Él me besó la frente, y su sonrisa tembló al mirarme.
—No voy a cambiar, amor. No lo haré. Quiero mi vida contigo. Odio que te haya pasado todo esto por mi culpa, odio que hayas tenido que sufrir tanto para que yo entendiera mis sentimientos. Y, sobre todo, me duele que hayas cargado con el miedo de que no amaría a nuestro bebé. Porque daría la vida por ustedes dos.
Sus palabras me consolaban de una forma extraña. Incluso con miedo, quería confiar en él. Porque no podía rendirme en creer en el amor, no podía dejar de pensar que este hombre era lo que siempre soñé... aunque me hubiera fallado tantas veces.
El cansancio empezó a pesarme. Mis ojos se cerraban poco a poco.
—No quiero despertarme y que dejes de ser el hombre cariñoso que eres ahora. No quiero abrir los ojos y darme cuenta de que volviste a cambiar...

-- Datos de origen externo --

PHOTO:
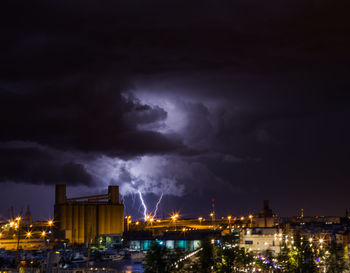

—Sé que tienes mucho dolor por mi culpa, Grace. Pero yo iré poco a poco ayudando a sanar ese dolor. Prometo curar cada una de tus heridas.
—Pero no las abras para luego curarlas —le respondí entre sollozos—. No puedo volver a soportar más dolor. No soy capaz de aguantar que un día me digas que soy tu vida entera... y al siguiente, solo porque estás cansado o estresado, me quieras alejar y me trates como si no fuera nada.
Noah apretó los labios, se mordió el inferior, y acercó su frente a la mía, tan cerca que sentí cómo temblaba. Sus ojos cerrados al principio, como asimilando todo lo que acaba de decir, luego los abrió y me miro fijamente, con esa mirada de siempre.
—Eres mi vida, Grace. Simplemente, no lo supe ver a tiempo... que eras eso, y mucho más.
—No quiero que me hagas daño —alcancé a susurrar. Esta vez, sentía que era diferente, tenía miedo de equivocarme y de simplemente quedarme con el amor en las manos.
Él me besó en la frente, con un cuidado reverencial, mientras mis párpados caían rendidos por el sueño.
—Duerme, mi vida. Necesitas recuperar tus energías.